I am pleased to have you say that you do find me affectionate; it may be Gladys did not, because she repulsed me. I hope you will always find me so, and as I said on Sunday, I hope we shall be “Sweethearts” “till death do us part”.
Goodbye, Belovéd, my Best of Women, how you conjure up happy thoughts of the days when the night will not end with Goodbye. I fear sometimes I am very very unworthy of you, your love and all your nobility, but I feel I am getting higher, and it is you who have raised.

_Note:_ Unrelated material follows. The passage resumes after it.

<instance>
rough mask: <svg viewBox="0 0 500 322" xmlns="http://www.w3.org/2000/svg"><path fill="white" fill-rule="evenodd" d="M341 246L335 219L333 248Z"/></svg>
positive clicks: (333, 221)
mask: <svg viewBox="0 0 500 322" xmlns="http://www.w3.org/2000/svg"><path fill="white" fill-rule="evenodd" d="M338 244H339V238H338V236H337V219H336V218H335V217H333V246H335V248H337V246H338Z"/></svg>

Once more Goodbye and Goodnight; try to imagine I have said it as when I am with you and sleep and dream happily, Belovéd, the Best of All Women.
(c) DearestBeloved 2009
Dec. 18 1917
Sweetheart,
I don’t think that this is going to be a proper note; it may turn out to be, but it doesn’t feel so now. I want to tell you something which will not keep. You remember the letters I showed you that Harold wrote to me in the summer when he said “Get a girl” and what I should find; you remember what he said in his congratulatory letter, when you said I did not experience all that he said, I want to tell you just this; his words did not express one half of what I have found; you fill up all that wants filling up, you have turned life from a grey affair into happiness and strength; in fact, I could write many things but perhaps I may quote from those letters and say that in the best sense you are all in all.
Your ideas of the Home Beautiful show these things more and more; your ideas are beautiful and I know the results will be. They are just what I should like and I might go one further step and say that in addition to dark polished floors, I should like dark furniture, those round oak tables, in fact many of such things are as to be seen in your favourite shop, Baker’s. I think when the time comes you and I shall have to go there together and choose what we should like, but that must wait, although there is no reason why we should not put our dreams into some sort of tangible shape.
Dearest, I shall not attempt too many things, so do not worry about expressing your ideas of the perfect home. It is my duty both to country and family to garden now, and if as I do it, I think I am doing it to help you, to help us in our aims, it will make it pleasanter and I think I shall do it better. For the present, I think I can do little more, so I shall not attempt to fill any of those parts which you suggest.
I am pleased to have you say that you do find me affectionate; it may be Gladys did not, because she repulsed me. I hope you will always find me so, and as I said on Sunday, I hope we shall be “Sweethearts” “till death do us part”.
Goodbye, Belovéd, my Best of Women, how you conjure up happy thoughts of the days when the night will not end with Goodbye. I fear sometimes I am very very unworthy of you, your love and all your nobility, but I feel I am getting higher, and it is you who have raised.
Once more Goodbye and Goodnight; try to imagine I have said it as when I am with you and sleep and dream happily, Belovéd, the Best of All Women.